Let us now look at the Committee on Public Enterprises (COPE), which is one of most important entities in Parliament.  It is required to oversee – or, more accurately, to carry out “post-mortems” – on the functioning of a large number of State institutions.  How well do its members perform?

We have had a few hardworking and conscientious MPs who have been the Chairmen of COPE, which now has a membership of 31 or so.  Particular mention may be made of the late Mr Bernard Soyza, Mr Wijeyadasa Rajapakshe and Mr D.E.W.Gunasekera.  But what about the performance of the other members?  Unfortunately, we do not have access to the detailed records of the contributions made by the members of COPE to its deliberations.  Nevertheless, a brief peek at the latest Press reports indicate that only a small fraction of the total membership had attended over 50 per cent of the 100 or so meetings held in 2012/2013.  By name, these dutiful MPs were M/s D.E.W.Gunasekera, Mahinda Amaraweera, Lasantha Alagiyawanna, Dayasiri Jayasekera (now resigned), A.H.M.Azwer, A.Vinayagamoorthy, Eran Wickremaratne and Sarana Gunawardena.  As for outright malingering, the first prize goes jointly to M/s S.M.Chandrasena, Weerakumara Dissanayaka, Atureliye Ratana Thera and E.Saranavanapavan, who did not attend even one meeting out of the total of 100.
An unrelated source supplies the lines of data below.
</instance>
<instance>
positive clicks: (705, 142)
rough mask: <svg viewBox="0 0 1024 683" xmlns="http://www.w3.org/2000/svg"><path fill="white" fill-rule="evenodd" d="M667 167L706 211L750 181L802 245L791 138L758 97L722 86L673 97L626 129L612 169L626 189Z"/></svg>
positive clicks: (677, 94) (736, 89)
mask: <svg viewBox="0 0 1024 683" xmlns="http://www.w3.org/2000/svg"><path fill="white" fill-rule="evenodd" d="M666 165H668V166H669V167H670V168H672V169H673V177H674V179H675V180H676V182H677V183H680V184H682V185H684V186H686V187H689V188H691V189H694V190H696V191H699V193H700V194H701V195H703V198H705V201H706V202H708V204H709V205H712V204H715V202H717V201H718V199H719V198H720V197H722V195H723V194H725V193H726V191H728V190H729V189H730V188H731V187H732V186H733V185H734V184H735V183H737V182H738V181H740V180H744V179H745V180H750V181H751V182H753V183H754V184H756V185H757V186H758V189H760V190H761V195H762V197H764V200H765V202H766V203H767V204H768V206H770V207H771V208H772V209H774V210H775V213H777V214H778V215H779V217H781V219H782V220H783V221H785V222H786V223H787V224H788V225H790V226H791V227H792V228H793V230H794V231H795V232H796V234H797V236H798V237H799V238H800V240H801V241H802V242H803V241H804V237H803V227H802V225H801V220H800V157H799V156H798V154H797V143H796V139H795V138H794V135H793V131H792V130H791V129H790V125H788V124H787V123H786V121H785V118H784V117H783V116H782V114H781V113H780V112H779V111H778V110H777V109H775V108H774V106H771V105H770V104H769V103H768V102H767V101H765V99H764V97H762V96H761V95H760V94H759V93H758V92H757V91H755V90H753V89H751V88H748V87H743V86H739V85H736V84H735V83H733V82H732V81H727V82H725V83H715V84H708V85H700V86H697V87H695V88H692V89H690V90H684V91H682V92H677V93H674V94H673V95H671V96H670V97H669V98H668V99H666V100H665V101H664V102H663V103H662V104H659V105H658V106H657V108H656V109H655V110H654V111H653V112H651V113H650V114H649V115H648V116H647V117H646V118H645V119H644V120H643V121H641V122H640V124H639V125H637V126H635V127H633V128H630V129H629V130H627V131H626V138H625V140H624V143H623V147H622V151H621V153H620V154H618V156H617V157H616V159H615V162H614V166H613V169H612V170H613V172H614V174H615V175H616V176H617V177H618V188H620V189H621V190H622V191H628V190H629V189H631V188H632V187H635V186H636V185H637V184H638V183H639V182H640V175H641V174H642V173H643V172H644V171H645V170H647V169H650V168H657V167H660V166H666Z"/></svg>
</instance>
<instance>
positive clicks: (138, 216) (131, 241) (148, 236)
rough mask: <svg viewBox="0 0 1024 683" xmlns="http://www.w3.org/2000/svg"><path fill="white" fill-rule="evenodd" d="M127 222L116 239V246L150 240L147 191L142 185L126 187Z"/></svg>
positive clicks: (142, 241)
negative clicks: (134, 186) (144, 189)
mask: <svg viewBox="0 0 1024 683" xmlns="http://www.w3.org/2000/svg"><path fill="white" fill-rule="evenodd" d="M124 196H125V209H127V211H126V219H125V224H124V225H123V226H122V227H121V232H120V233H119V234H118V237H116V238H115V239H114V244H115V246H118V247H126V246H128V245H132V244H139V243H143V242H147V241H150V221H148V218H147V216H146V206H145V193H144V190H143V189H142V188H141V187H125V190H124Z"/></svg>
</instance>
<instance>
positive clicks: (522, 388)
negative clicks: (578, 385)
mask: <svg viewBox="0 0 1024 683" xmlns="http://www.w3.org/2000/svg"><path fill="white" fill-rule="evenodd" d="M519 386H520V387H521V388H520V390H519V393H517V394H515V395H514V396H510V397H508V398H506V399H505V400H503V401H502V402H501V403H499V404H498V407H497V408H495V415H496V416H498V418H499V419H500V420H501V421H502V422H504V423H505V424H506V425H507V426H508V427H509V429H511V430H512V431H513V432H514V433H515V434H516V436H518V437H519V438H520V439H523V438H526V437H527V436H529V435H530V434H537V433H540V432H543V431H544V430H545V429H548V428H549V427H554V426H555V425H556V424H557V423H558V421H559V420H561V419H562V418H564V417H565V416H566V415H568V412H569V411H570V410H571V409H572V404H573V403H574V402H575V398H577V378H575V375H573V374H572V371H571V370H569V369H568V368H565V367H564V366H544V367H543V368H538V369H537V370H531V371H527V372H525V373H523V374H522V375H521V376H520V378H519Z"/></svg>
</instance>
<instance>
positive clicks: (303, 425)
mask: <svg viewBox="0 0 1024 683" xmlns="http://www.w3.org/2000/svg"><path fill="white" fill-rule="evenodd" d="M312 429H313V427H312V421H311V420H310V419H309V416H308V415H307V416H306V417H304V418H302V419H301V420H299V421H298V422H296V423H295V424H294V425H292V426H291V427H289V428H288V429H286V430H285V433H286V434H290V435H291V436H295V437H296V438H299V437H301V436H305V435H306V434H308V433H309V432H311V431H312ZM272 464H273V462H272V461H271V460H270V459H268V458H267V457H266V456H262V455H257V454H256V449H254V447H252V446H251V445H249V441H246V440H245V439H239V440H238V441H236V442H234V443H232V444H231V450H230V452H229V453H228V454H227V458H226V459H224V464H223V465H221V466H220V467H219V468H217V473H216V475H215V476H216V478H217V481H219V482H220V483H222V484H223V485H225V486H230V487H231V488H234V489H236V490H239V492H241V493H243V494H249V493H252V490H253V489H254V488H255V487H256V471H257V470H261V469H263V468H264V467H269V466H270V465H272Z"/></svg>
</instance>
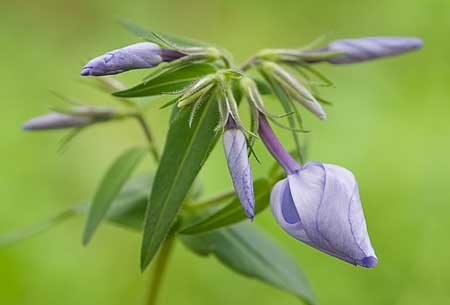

Ms Pavithra Wanniarachchi, Mr Chandrasiri Gajadeera and Mr M.T.Hasan Ali managed the Herculean effort of attending one meeting each!  Mr Namal Rajapaksa managed to participate in three meetings.  As an ambitious young MP, he should realize that he will have to do much better than that to earn the trust of the populace.  Mr Mervyn Silva and Susil Premajayantha were present at four meetings each.  Ms Rosy Senanayake outdid these six MPs by gracing all of five meetings.

To some extent, one may attribute some of this underperformance to the perception that the majority of MPs belonging to the Government are not expected to think but only to provide support as noisily as possible so that the Opposition’s contributions are drowned.  In the midst of all the yelling, there is a Member who, in his apparent keenness to demonstrate his loyalty to his patrons, insists on popping-up like a jack-in-the box to reveal his intimate, but highly unproductive, knowledge of Standing Orders.  It may not be too wild a guess to suggest that he wastes more Parliamentary time than any other MP.

Some of the MPs not only behave in a deplorable manner in Parliament, where they are protected by Parliamentary privilege, but also outside.  A married MP whose notoriety in snatching journalists’ cameras, tying indefensible public servants to trees, attacking the genitals of a monk and goodness knows what else, managed to outdo himself by gaining international exposure by offering to take as his wife a highly placed United Nations official.  He did not indicate what he would do with his lawfully-wedded wife nor did he consider how adversely his proposal would affect the view that reasonable people both here and abroad would come to form about Sri Lanka’s governance, its legislators and its People.